This video serves as a pre-lab guide for the Thin Layer Chromatography (TLC) of Analgesic Drugs experiment. It covers learning objectives, necessary prerequisites, safety precautions, the fundamental concept of chromatography, and detailed instructions for preparing, spotting, developing, visualizing, calculating Rf values, and staining TLC plates.

Highlights

Introduction & Learning Objectives
00:00:00

Brant Cadrowski introduces the organic chemistry lab video on TLC of analgesic drugs. The learning objectives include explaining how chromatography separates molecules, describing mobile and stationary phases in TLC, understanding why molecules move at different rates, preparing and developing a TLC plate, visualizing spots and calculating Rf values, and identifying unknown analgesic drugs and mixtures.

Prerequisites & Safety
00:00:53

Prerequisites for the experiment include basic knowledge of Lewis structures, bond and molecular polarity, and intermolecular forces (van der Waals, dipole-dipole, hydrogen bonding). Safety precautions cover flammable and volatile solvents (ethanol, acetone), hazardous dichloromethane (suspected carcinogen), corrosive sericomonium molybdate stain, harmful shortwave UV radiation, and irritating analgesic drugs. Proper ventilation, gloves, and avoiding skin contact are emphasized.

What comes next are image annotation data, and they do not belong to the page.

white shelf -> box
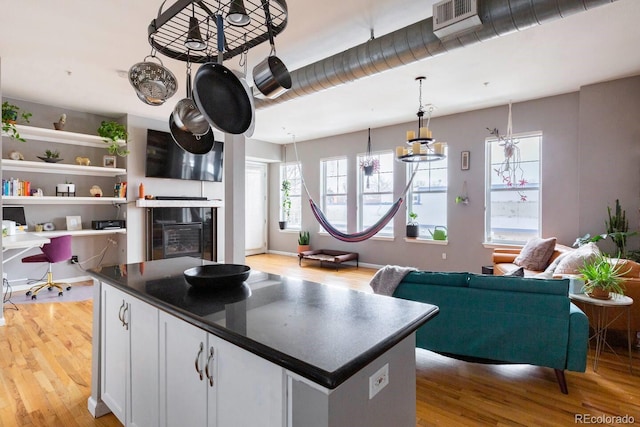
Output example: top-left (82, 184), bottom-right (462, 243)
top-left (34, 228), bottom-right (127, 237)
top-left (2, 196), bottom-right (127, 205)
top-left (136, 199), bottom-right (224, 208)
top-left (3, 125), bottom-right (125, 148)
top-left (2, 159), bottom-right (127, 177)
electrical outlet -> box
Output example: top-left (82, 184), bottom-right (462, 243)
top-left (369, 363), bottom-right (389, 399)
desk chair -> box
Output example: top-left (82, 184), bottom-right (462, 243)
top-left (22, 235), bottom-right (71, 299)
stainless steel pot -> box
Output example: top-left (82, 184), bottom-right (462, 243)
top-left (253, 2), bottom-right (291, 99)
top-left (173, 65), bottom-right (209, 136)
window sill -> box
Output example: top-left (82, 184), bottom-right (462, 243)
top-left (482, 242), bottom-right (524, 249)
top-left (404, 237), bottom-right (449, 246)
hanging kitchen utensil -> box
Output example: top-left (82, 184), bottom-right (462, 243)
top-left (169, 114), bottom-right (216, 154)
top-left (173, 61), bottom-right (209, 136)
top-left (193, 15), bottom-right (253, 135)
top-left (233, 41), bottom-right (256, 138)
top-left (253, 1), bottom-right (291, 99)
top-left (129, 50), bottom-right (178, 105)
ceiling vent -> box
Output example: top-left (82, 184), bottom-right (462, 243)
top-left (433, 0), bottom-right (482, 40)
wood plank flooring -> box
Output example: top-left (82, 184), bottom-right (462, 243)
top-left (0, 255), bottom-right (640, 427)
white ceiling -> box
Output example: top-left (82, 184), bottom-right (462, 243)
top-left (0, 0), bottom-right (640, 143)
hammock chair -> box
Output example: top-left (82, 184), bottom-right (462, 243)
top-left (293, 140), bottom-right (420, 243)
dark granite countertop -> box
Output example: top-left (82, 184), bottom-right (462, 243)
top-left (88, 257), bottom-right (438, 388)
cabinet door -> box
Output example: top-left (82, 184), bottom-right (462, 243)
top-left (159, 312), bottom-right (215, 427)
top-left (100, 283), bottom-right (129, 424)
top-left (125, 297), bottom-right (160, 427)
top-left (214, 335), bottom-right (286, 427)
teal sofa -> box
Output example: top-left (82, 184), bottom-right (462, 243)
top-left (393, 271), bottom-right (589, 394)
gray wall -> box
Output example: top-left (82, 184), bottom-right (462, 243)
top-left (269, 76), bottom-right (640, 272)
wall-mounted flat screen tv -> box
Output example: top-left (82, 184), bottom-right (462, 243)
top-left (145, 129), bottom-right (224, 182)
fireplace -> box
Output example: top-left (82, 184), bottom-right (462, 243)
top-left (146, 207), bottom-right (217, 261)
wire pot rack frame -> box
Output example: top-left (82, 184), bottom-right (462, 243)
top-left (148, 0), bottom-right (288, 63)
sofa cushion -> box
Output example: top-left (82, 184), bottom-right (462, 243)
top-left (553, 242), bottom-right (600, 274)
top-left (469, 274), bottom-right (569, 295)
top-left (514, 237), bottom-right (556, 271)
top-left (402, 271), bottom-right (469, 287)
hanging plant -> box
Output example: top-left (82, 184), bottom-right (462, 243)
top-left (487, 103), bottom-right (528, 202)
top-left (360, 128), bottom-right (380, 188)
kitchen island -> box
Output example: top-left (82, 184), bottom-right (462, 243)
top-left (88, 257), bottom-right (438, 427)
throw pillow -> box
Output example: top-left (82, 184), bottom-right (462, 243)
top-left (513, 237), bottom-right (556, 271)
top-left (504, 267), bottom-right (524, 277)
top-left (553, 242), bottom-right (600, 274)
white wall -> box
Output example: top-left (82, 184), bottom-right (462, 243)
top-left (269, 77), bottom-right (640, 272)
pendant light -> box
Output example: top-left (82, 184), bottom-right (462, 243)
top-left (184, 4), bottom-right (207, 50)
top-left (396, 76), bottom-right (445, 162)
top-left (227, 0), bottom-right (251, 27)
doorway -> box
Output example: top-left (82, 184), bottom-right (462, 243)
top-left (244, 162), bottom-right (267, 255)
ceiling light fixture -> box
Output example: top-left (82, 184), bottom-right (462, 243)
top-left (227, 0), bottom-right (251, 27)
top-left (396, 76), bottom-right (446, 162)
top-left (184, 4), bottom-right (207, 50)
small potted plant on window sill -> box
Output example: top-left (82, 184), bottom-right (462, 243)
top-left (578, 253), bottom-right (625, 300)
top-left (98, 121), bottom-right (129, 157)
top-left (407, 212), bottom-right (420, 238)
top-left (278, 179), bottom-right (291, 230)
top-left (2, 101), bottom-right (33, 142)
top-left (298, 231), bottom-right (311, 253)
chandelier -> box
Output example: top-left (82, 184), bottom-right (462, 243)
top-left (396, 76), bottom-right (446, 163)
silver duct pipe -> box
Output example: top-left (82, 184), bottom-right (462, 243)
top-left (256, 0), bottom-right (617, 108)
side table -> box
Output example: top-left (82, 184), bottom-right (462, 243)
top-left (569, 293), bottom-right (633, 372)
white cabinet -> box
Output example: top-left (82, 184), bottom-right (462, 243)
top-left (160, 313), bottom-right (285, 427)
top-left (100, 283), bottom-right (159, 427)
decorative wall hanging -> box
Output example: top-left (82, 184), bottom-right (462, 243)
top-left (487, 102), bottom-right (527, 202)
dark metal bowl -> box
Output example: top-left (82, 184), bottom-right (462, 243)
top-left (184, 264), bottom-right (251, 289)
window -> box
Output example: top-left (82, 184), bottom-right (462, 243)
top-left (320, 157), bottom-right (347, 233)
top-left (485, 133), bottom-right (542, 244)
top-left (358, 151), bottom-right (395, 237)
top-left (407, 145), bottom-right (448, 239)
top-left (278, 163), bottom-right (302, 230)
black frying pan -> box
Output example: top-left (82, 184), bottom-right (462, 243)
top-left (169, 113), bottom-right (216, 154)
top-left (193, 15), bottom-right (253, 135)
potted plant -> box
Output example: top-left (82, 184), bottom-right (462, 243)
top-left (578, 253), bottom-right (625, 300)
top-left (407, 212), bottom-right (420, 237)
top-left (98, 121), bottom-right (130, 157)
top-left (2, 101), bottom-right (33, 142)
top-left (298, 231), bottom-right (311, 253)
top-left (278, 179), bottom-right (291, 230)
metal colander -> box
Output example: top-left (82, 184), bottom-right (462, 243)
top-left (129, 55), bottom-right (178, 105)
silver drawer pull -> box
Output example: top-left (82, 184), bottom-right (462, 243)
top-left (196, 343), bottom-right (204, 381)
top-left (204, 347), bottom-right (213, 387)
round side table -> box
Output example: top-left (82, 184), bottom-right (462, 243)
top-left (569, 293), bottom-right (633, 372)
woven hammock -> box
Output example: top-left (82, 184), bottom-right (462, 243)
top-left (293, 139), bottom-right (420, 243)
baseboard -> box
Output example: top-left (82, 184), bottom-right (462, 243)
top-left (11, 276), bottom-right (92, 292)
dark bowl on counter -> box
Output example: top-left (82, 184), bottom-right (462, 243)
top-left (184, 264), bottom-right (251, 289)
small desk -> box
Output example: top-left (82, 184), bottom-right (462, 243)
top-left (569, 293), bottom-right (633, 372)
top-left (2, 232), bottom-right (51, 264)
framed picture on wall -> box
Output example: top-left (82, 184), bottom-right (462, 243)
top-left (460, 151), bottom-right (470, 171)
top-left (67, 215), bottom-right (82, 231)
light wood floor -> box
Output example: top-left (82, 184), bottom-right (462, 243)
top-left (0, 255), bottom-right (640, 427)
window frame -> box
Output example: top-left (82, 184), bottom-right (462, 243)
top-left (484, 131), bottom-right (544, 245)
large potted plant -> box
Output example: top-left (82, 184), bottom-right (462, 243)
top-left (298, 231), bottom-right (311, 253)
top-left (98, 121), bottom-right (129, 157)
top-left (278, 179), bottom-right (291, 230)
top-left (407, 212), bottom-right (420, 237)
top-left (2, 101), bottom-right (33, 142)
top-left (578, 253), bottom-right (625, 299)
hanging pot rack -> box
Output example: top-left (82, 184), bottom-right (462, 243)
top-left (148, 0), bottom-right (288, 64)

Understanding Chromatography
00:01:57

Chromatography is a family of techniques used to separate mixtures. The concept is explained using an analogy of tubes floating down a rocky river, representing molecules moving through a mobile phase (water/solvent) and interacting with a stationary phase (rocks/silica gel). Molecules interact differently with the stationary phase, leading to varying mobilities and separation.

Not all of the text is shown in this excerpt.